Editors' pick: Originally published Nov. 2.
The College Board is out with its benchmark college costs guide - the 2016 Trends In Higher Education.
This year - like recent years - the guide shows yet another jump in college tuition and fees, with U.S. students and families seeing up to a 3.6% hike in college costs in 2016. Worse, "The continuing increase in average published tuition and fees at colleges and universities outpaces the growth in financial aid, family incomes, and the average prices of other goods and services," the College Board reports.
Collegians attending in-state public four-year colleges face annual cost averages of $9,650 in 2016-17. "Additionally, average published tuition and fees at private nonprofit four-year institutions increased 3.6% before adjusting for inflation, rising from $32,330 in 2015-16 to $33,480 in 2016-17," the board states.
So what's a cash-strapped family to do when faced with rising collegiate costs?
If you're lucky, you can do what Lou Altman did.

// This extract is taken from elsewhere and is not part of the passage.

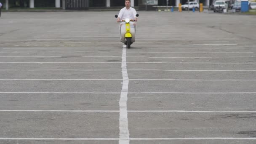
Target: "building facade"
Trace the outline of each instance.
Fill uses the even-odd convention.
[[[16,0],[0,0],[5,1],[4,3],[6,9],[9,7],[9,3]],[[212,0],[188,0],[203,3],[204,5],[209,5]],[[184,4],[188,0],[131,0],[132,7],[140,5],[168,5],[178,7],[179,4]],[[125,0],[21,0],[25,3],[27,7],[62,7],[64,9],[86,9],[89,7],[110,7],[124,6]]]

Altman, founder of GlobaFone, a systems communication firm located in Portsmouth, N.H. says he chose a different route in funding his kids' college education. "I gifted them shares of my company stock held within a trust," he says. "Granted, this is only available to people who own a business. But when I founded GlobaFone my kids were little, the stock had a near-zero valuation so gifting 2% was easy to do. Setting up the trusts cost a couple thousand dollars."
Altman says the pros and cons of his strategy are certainly debatable, and the trusts do pay capital gains on the shares. "However, I am keeping my ability to pay for their schooling squarely within my control: if my company does well, school is covered. If not, it's not," he adds. "This is a very strong incentive for success."